A continuación, le gustó un Colgante de Jade hecho de perla y jadeíta. El jade era extremadamente fino y liso; bajo la base de jade blanco y uniforme colgaba una pieza de jadeíta en forma de lágrima, y del extremo de la cadena de plata pendía una perla redonda y lustrosa.
El dependiente intervino para detenerla de nuevo.
—Señora —dijo—, si no puede permitírselo, por favor, deje de mirar. ¡Tenemos otros clientes que atender!
Xia Ruqing no dijo nada y continuó mirando el resto del mostrador.
Zhao Junyao también permaneció en silencio, pero su mirada se volvió aún más fría.
Después de un buen rato, Xia Ruqing por fin terminó de mirar todas las joyas de ese mostrador.
El dependiente respiró aliviado.
—Señora, ya ha mirado suficiente. De verdad que no tengo más tiempo para usted. ¡Por favor, váyase ya!
Aunque sus palabras en sí mismas podrían haber sido aceptables, su tono y su actitud eran increíblemente arrogantes, como si estuviera espantando a un mendigo o a un animal callejero, dando a entender constantemente: «¡Anda, fuera! ¡Largo!».
Xia Ruqing llevaba un rato molesta, y tras su último comentario, no pudo contenerse más.
Se acercó en silencio a Zhao Junyao.
—¡Mi señor! Vámonos. ¡Está claro que aquí no nos quieren!
Zhao Junyao miró de reojo al dependiente y luego sonrió levemente.
—¿Por qué íbamos a irnos? ¿Qué piezas te gustaron? ¡Te las compraré!
Xia Ruqing hizo un puchero. —¡Pero si no nos quieren!
Zhao Junyao le acarició el pelo con suavidad. —No importa.
Dicho esto, se acercó al dependiente.
—Envuelva todas las joyas que ella ha tocado. ¡Las compro todas!
El dependiente lo miró con incredulidad. —Joven Maestro, ¿está seguro de que puede permitirse todo eso?
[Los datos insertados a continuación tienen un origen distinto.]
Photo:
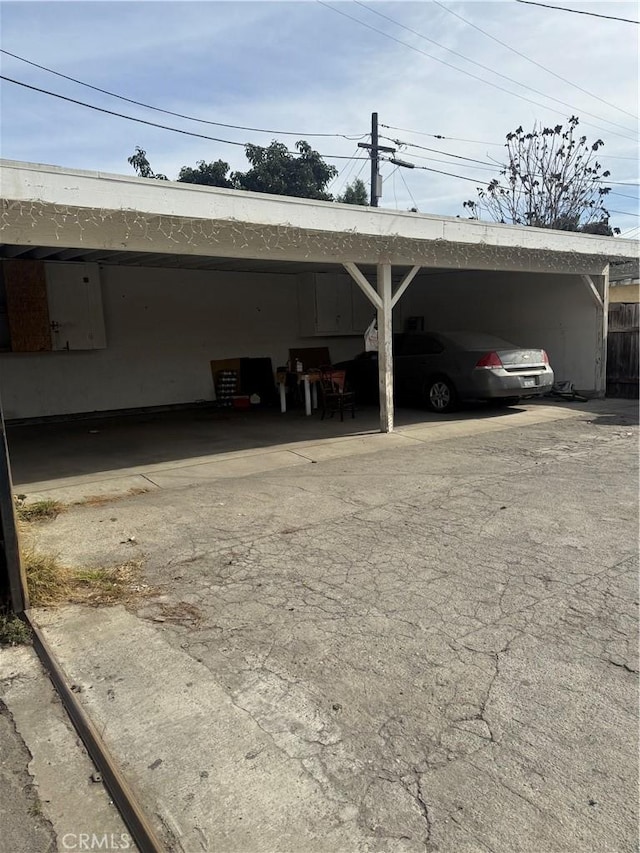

—¡Son más de una docena de piezas! ¡En total, son varios cientos de taels de plata!
«¡Varios cientos de taels! ¡Eso es posiblemente más de lo que un erudito común podría ganar en toda su vida!», pensó el dependiente, atónito.
Zhao Junyao sonrió con frialdad. —Le he dicho que lo envuelva. ¡Déjese de cháchara!
El dependiente, que no era de los que se intimidan fácilmente, replicó al instante: —Ya que el Joven Maestro tiene la intención de comprar, permítame calcular primero el total. ¡Usted paga la plata y luego se las envolveré inmediatamente!
Dicho esto, efectivamente cogió su ábaco y empezó a calcular con un rápido traqueteo.
Un momento después, anunció con una sonrisa que no le llegaba a los ojos: —El total es de quinientos sesenta y ocho taels de plata. ¡Joven Maestro, por favor, entregue primero la plata!
Zhao Junyao, impaciente, arrojó un billete de plata que sacó de su manga.
Era un billete de mil taels.
El dependiente se quedó mudo de la impresión. —Esto… Joven Maestro, nuestra humilde tienda… nuestra humilde tienda…
Xia Ruqing le lanzó una mirada fría. —¡Su tienda no tiene nada de «humilde»!
«Intimidar a los clientes hasta este punto y todavía atreverse a llamarse a sí misma una “tienda humilde”… ¡qué risa!», pensó.